3. The numerical range of values on the x or y axis should be appropriate for the data. For example, if the data from an experiment fall between 0 and 10, the range of values plotted should not be 0 to 100. Also, divide the full range of values into appropriate, evenly spaced intervals, such as 0, 1, 2, 3, 4, 5, 6, Ö, not 0, 1, 4, 5, 6, 8,Ö If you choose to use graph paper, you should use most of the graph space.

4. Label each axis with the name of the variable and the unit of measure. If you have more than one set of data on the same axes, you will need to indicate which symbols or shading patterns are associated with which data set.

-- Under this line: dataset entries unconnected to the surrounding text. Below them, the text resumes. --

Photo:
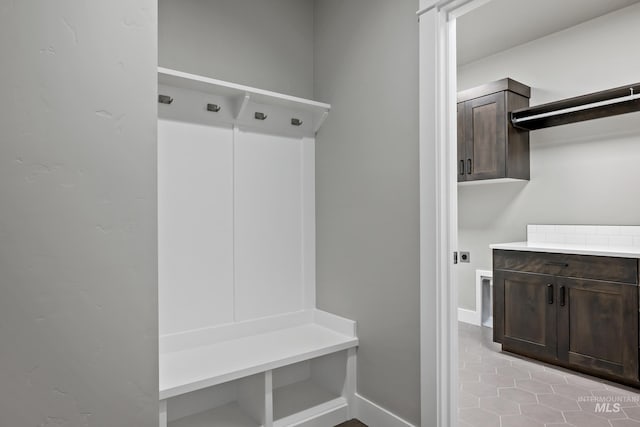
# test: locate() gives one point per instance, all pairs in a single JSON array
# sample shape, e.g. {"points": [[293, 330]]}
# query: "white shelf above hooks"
{"points": [[237, 104]]}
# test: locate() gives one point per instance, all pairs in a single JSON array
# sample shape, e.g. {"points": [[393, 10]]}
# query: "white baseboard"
{"points": [[376, 416], [469, 316]]}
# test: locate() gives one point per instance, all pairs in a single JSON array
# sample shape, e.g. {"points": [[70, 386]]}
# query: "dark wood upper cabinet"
{"points": [[577, 311], [489, 147]]}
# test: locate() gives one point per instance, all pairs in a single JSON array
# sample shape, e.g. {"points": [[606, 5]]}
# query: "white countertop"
{"points": [[566, 248]]}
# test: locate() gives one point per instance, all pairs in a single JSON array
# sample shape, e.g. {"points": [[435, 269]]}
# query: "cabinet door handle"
{"points": [[557, 264]]}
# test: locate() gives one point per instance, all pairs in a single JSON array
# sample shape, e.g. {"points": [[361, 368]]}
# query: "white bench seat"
{"points": [[183, 370]]}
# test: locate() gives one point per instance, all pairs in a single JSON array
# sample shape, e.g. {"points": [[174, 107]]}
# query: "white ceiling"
{"points": [[503, 24]]}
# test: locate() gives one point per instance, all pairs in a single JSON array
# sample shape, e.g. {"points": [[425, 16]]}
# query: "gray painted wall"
{"points": [[78, 285], [266, 44], [583, 173], [367, 189]]}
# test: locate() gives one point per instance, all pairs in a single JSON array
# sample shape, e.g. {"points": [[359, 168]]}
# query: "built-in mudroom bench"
{"points": [[241, 340], [569, 296]]}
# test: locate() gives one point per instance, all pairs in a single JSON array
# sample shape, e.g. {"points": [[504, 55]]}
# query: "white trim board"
{"points": [[438, 208], [471, 317], [376, 416]]}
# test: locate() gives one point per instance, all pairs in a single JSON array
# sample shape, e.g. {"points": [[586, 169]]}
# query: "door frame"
{"points": [[439, 208]]}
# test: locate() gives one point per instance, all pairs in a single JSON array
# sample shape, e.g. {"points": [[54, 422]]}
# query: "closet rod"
{"points": [[598, 104]]}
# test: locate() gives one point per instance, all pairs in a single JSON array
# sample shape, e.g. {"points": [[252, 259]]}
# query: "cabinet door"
{"points": [[598, 326], [525, 313], [485, 137], [461, 144]]}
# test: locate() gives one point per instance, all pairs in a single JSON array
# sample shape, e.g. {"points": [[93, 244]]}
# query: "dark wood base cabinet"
{"points": [[576, 311]]}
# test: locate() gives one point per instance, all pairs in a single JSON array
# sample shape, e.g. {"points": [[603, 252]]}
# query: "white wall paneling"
{"points": [[268, 226], [236, 202], [195, 225], [241, 342]]}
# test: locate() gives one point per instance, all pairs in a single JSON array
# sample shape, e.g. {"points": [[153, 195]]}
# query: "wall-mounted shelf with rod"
{"points": [[611, 102], [193, 98]]}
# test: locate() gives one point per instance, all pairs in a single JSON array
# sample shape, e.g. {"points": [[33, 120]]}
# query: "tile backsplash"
{"points": [[619, 236]]}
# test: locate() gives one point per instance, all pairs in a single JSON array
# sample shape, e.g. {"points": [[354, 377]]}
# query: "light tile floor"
{"points": [[502, 390]]}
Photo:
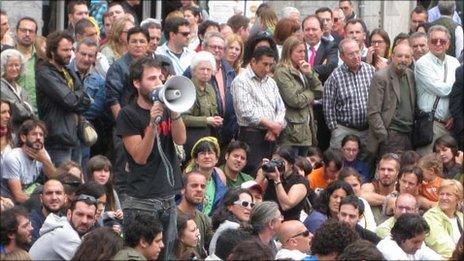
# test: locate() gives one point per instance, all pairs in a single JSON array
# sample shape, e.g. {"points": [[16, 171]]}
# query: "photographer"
{"points": [[285, 185]]}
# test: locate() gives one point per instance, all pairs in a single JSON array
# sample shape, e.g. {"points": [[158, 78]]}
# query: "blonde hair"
{"points": [[455, 185], [289, 45], [235, 38], [114, 41]]}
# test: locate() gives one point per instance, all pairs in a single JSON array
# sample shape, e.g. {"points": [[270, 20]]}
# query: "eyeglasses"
{"points": [[87, 199], [304, 234], [244, 203], [439, 41]]}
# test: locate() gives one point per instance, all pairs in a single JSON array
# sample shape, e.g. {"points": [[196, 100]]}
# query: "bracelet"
{"points": [[176, 118]]}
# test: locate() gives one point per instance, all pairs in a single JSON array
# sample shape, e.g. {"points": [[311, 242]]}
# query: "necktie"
{"points": [[312, 57]]}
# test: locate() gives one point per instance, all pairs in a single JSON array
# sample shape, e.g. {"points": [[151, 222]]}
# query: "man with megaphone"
{"points": [[149, 128]]}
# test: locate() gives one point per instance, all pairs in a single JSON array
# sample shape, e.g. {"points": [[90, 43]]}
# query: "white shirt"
{"points": [[179, 64], [392, 251], [431, 82]]}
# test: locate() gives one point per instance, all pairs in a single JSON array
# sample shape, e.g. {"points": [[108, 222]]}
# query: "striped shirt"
{"points": [[256, 98], [345, 96]]}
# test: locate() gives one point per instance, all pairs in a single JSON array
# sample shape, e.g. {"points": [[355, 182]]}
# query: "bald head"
{"points": [[294, 236], [406, 203]]}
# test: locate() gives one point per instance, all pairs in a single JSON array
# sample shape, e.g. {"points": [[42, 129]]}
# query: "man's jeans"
{"points": [[164, 210]]}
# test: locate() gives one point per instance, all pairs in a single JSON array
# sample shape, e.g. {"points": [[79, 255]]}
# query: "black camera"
{"points": [[271, 165]]}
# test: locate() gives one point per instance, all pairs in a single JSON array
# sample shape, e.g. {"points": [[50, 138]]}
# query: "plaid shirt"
{"points": [[345, 96]]}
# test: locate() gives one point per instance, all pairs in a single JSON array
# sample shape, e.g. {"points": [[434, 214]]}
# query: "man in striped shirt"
{"points": [[345, 95], [259, 107]]}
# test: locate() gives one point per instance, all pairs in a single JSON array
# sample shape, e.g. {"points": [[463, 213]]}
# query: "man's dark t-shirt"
{"points": [[149, 180]]}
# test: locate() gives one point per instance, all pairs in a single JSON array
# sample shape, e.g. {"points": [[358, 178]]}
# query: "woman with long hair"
{"points": [[234, 210], [299, 87], [117, 39], [327, 204], [99, 169], [234, 52]]}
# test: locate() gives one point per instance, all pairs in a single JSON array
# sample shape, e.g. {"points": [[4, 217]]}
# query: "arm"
{"points": [[374, 107], [431, 82], [329, 101], [368, 193]]}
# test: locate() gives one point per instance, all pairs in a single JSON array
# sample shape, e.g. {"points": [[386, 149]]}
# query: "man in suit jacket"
{"points": [[322, 55], [391, 103], [456, 106]]}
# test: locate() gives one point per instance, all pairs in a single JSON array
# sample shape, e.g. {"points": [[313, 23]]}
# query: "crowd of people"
{"points": [[300, 144]]}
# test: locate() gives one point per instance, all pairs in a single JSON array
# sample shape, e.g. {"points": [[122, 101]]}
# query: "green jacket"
{"points": [[440, 237], [297, 96], [205, 106], [129, 253]]}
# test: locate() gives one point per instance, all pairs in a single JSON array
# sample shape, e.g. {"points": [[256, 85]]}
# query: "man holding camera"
{"points": [[154, 176], [22, 166]]}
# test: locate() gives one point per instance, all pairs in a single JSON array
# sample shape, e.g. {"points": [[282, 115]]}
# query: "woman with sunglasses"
{"points": [[285, 185], [234, 209]]}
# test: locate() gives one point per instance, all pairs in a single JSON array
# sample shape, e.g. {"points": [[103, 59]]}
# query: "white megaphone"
{"points": [[178, 94]]}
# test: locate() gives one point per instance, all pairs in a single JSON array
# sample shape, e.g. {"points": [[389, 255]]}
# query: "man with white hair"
{"points": [[292, 13]]}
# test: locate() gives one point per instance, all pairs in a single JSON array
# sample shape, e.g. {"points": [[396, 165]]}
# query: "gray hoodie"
{"points": [[57, 241]]}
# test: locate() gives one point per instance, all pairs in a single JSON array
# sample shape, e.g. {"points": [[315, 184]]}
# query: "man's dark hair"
{"points": [[262, 51], [419, 10], [311, 17], [228, 240], [142, 226], [354, 201], [332, 237], [351, 137], [173, 24], [136, 30], [137, 68], [408, 226], [81, 25], [322, 201], [27, 18], [252, 250], [9, 223], [361, 250], [238, 21], [73, 3], [335, 156], [236, 144], [356, 21], [53, 41], [324, 9], [28, 126], [449, 142], [204, 25]]}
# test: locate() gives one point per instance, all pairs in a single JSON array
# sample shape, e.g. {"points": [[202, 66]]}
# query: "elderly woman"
{"points": [[13, 66], [234, 52], [205, 155], [445, 220], [298, 86], [202, 120]]}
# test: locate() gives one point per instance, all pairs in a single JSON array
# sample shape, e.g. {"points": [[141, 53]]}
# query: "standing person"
{"points": [[60, 100], [391, 104], [299, 87], [345, 96], [154, 174], [260, 126], [435, 75]]}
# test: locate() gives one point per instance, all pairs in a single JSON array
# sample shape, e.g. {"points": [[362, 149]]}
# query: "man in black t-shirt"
{"points": [[152, 182]]}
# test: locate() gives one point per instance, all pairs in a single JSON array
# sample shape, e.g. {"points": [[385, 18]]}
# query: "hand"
{"points": [[156, 111], [305, 67], [449, 123], [215, 121]]}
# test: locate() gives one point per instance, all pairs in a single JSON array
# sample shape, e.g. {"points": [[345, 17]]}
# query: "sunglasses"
{"points": [[244, 203], [304, 234], [438, 41]]}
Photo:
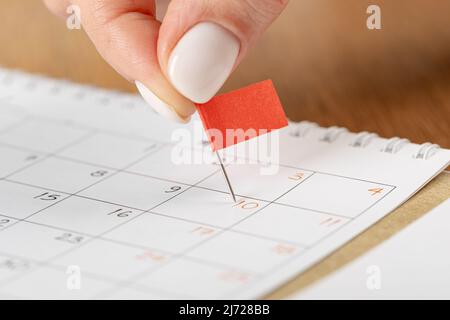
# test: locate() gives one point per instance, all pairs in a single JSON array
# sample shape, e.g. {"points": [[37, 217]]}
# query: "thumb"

5. Choose the appropriate kind of graph. The two main kinds of graphs you will see in scientific papers and will have a chance to use this semester are bar graphs and line graphs. Line graphs are best used when the independent variable can take on a continuous set of values (e.g., 0-100). Bar graphs are often more appropriate when the independent variable can take on a limited set of discrete values or categories. In line graphs, each piece of data is plotted as a separate point on the graph. It is sometimes appropriate to draw lines between the points; in other cases, it is not. In bar graphs, a bar is constructed from the appropriate value or category on the x axis up to the correct value of the dependent variable.